A: Actually, I think the weirdest thing about this video is that Mathew is played by Heather who plays drums with Lois, and without organizing it, she and Mathew were wearing exactly the same blue cords with exactly the same cut and everything. I thought that was sort of weird.
M: That was weird. It almost makes me believe all that crystal shit, you know?
So is there anything else I should know about the band?
M: Pete went to college with Emma Thompson and Hugh Grant. Pete is actually on a cricket team with Hugh Grant.
A: That's not the coolest thing about Heavenly.
M: With Hugh Grant, star of Britain's top TV comedy, "Four Weddings And A Funeral." That's his double-barreled surname. Every time he's in the paper, they have to say that. He likes it because it's like a big thing and the next film he's in, it's going to be really huge on the billboard.
I think I've got everything.
M: I think so.
A: We're really reaching the dregs now.
I can't think of anything else unless I were to ask which you prefer, tubes or taxis.
M: Ooooh, tubes. Taxis are far too expensive. Taxis are for bourgeois rich people.
A: I like taxis.
M: Yeah, but she's an economist. She wears a business suit to work. She power dresses. She really does. She thinks she's Joan Collins off of "Dynasty" or something.
So there's something else coming up, the Heavenly fashion line, featuring power ties and business suits.
A: We could do it.
I'm frightened now.
M: You wait until you see how we dress, then you'll be scared.
A: Come up and say hello when we play San Diego.
M: Wear a red flower in your buttonhole.
You presuppose I'll be wearing a shirt with buttonholes.
M: Of course. I hope you're a dignified gentleman who wouldn't go out without one. No t-shirts, you ruffian!
Well, I'll make sure that I'm properly attired then.
M: A tie, slacks, a waistcoat.
You forgot an ascot.
M: A what?
Replace the tie with an ascot.
M: Okay. What? An ascot? I don't know what an ascot is, but okay. Very foppish.
Very dapper.
M: Oooh, excellent.
I just have to decide whether I'm going to the show or going to class.
M: You should never disregard your education for any reason.
Well, it's sociology.
M: Ahhhh, don't ever go to that class. You can learn that on the streets. Just go sniff a little white out and walk around downtown. You'll study it.

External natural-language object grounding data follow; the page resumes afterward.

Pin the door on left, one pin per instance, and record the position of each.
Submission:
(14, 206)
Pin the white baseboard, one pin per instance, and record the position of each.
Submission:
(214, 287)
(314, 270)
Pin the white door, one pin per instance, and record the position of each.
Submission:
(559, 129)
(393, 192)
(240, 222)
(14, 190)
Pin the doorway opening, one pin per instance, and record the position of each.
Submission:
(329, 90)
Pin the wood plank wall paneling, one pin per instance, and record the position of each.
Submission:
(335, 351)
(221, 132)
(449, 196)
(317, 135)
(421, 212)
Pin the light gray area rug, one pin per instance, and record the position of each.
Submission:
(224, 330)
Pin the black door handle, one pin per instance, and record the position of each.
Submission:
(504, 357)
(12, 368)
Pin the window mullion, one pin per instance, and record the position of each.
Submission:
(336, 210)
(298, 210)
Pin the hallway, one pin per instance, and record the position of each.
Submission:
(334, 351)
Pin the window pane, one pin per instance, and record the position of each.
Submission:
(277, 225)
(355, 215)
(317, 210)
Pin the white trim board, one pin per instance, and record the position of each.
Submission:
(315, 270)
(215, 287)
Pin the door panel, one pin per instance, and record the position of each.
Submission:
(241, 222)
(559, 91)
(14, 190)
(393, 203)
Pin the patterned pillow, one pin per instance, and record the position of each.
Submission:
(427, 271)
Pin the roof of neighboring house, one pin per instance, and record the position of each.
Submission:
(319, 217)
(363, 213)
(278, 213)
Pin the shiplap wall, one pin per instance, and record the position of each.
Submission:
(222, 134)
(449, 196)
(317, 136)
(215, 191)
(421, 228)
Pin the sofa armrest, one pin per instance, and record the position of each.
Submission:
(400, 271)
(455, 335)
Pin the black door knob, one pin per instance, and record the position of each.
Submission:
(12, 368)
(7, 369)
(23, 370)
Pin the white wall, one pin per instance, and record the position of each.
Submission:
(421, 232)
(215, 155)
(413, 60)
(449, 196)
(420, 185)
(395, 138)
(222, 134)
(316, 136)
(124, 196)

A: Show up when the teacher takes roll and say you're there and then go to the loo and don't come back.
M: That's a really good one Amy. Did that work when you were at school?

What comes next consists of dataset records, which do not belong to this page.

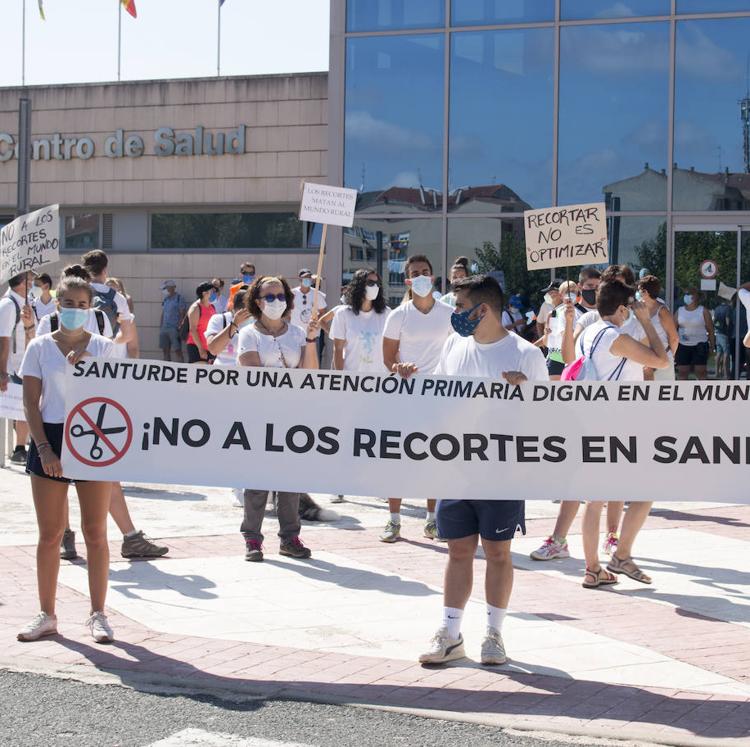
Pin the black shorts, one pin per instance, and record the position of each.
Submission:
(692, 355)
(54, 433)
(492, 520)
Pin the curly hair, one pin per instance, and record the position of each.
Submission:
(252, 297)
(355, 292)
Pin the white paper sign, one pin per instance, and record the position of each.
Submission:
(331, 205)
(30, 242)
(426, 437)
(566, 236)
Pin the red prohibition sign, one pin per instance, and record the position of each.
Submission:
(99, 432)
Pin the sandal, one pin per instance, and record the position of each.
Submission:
(629, 568)
(599, 577)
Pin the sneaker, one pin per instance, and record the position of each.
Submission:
(391, 533)
(253, 551)
(68, 546)
(493, 649)
(140, 546)
(293, 548)
(101, 631)
(443, 649)
(43, 624)
(610, 543)
(551, 549)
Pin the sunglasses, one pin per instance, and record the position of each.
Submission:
(270, 298)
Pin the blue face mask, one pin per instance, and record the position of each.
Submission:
(462, 324)
(73, 319)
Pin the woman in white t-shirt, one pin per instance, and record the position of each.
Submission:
(357, 329)
(617, 356)
(43, 371)
(274, 342)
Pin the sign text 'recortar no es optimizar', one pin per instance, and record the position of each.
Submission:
(165, 141)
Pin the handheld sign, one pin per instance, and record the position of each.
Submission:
(566, 236)
(332, 206)
(30, 241)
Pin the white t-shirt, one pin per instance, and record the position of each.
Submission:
(8, 315)
(363, 334)
(284, 351)
(92, 325)
(421, 336)
(464, 356)
(609, 367)
(45, 361)
(303, 302)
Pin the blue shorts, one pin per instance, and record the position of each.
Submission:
(496, 521)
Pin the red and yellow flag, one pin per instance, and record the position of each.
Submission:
(129, 5)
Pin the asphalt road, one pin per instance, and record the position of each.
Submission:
(37, 710)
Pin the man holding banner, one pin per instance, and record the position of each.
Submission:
(480, 346)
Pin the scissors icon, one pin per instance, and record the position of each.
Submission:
(96, 452)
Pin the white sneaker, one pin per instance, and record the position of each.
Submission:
(493, 649)
(101, 631)
(43, 624)
(443, 649)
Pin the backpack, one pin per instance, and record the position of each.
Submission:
(106, 302)
(584, 368)
(54, 321)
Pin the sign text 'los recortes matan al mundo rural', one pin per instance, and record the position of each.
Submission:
(165, 141)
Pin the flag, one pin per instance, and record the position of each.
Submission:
(129, 5)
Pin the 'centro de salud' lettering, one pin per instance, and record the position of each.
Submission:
(165, 142)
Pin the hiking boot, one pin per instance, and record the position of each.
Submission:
(253, 551)
(140, 546)
(68, 546)
(293, 548)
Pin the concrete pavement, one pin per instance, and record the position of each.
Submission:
(667, 663)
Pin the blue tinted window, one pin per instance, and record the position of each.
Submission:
(479, 12)
(382, 15)
(578, 9)
(613, 115)
(394, 122)
(501, 140)
(712, 109)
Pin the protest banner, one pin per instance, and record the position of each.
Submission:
(370, 434)
(566, 236)
(332, 206)
(30, 242)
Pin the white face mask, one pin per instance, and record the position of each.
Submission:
(274, 310)
(422, 285)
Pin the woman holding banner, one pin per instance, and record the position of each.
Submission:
(43, 371)
(274, 342)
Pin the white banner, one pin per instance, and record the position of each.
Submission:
(442, 437)
(30, 242)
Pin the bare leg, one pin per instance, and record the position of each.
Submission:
(49, 503)
(94, 498)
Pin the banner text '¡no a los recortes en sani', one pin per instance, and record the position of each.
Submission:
(166, 142)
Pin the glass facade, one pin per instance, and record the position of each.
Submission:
(456, 116)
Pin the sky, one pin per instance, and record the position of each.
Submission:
(169, 39)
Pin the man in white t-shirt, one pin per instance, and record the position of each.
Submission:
(480, 346)
(413, 337)
(16, 329)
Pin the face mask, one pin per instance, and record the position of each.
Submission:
(589, 296)
(422, 285)
(462, 324)
(274, 310)
(73, 319)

A: No, I got caught in the loo.
M: Don't ever take handy hints from Amelia because they never work.
A: I always got caught.
M: Her suggestions are like "When testing whether a microphone is electric, make sure your hands are wet and grab it very hard and don't wear rubber shoes."
And make sure you're standing in a puddle of water.
M: That's the one. Yep, she's really pretty bright.
Hey, she's your sister!
M: That's why I can get away with it. If it was any other member of the band, they'd have punched my lights out by now.
Smack him Amelia.
A: Okay. Hang on.
M: Ow! Did you hear that?
Actually I did.
M: Did you hear the smack?
Yes, I did.
M: Do it again Amy?
Not only are the songs about abuse and assaults, the band members beat each other up.
M: Amelia actually has a black eye at the moment because in the video she made herself up with one and it looks so scary.
A: We absolutely don't approve of violence in any form.
M: Apart from "The Itchy And Scratchy Show." We approve of that violence whole-heartedly.
It's a cartoon.
M: Exactly. That's why we can approve of it, because no one really gets hurt, even when they're getting slowly fed into a liquidizer.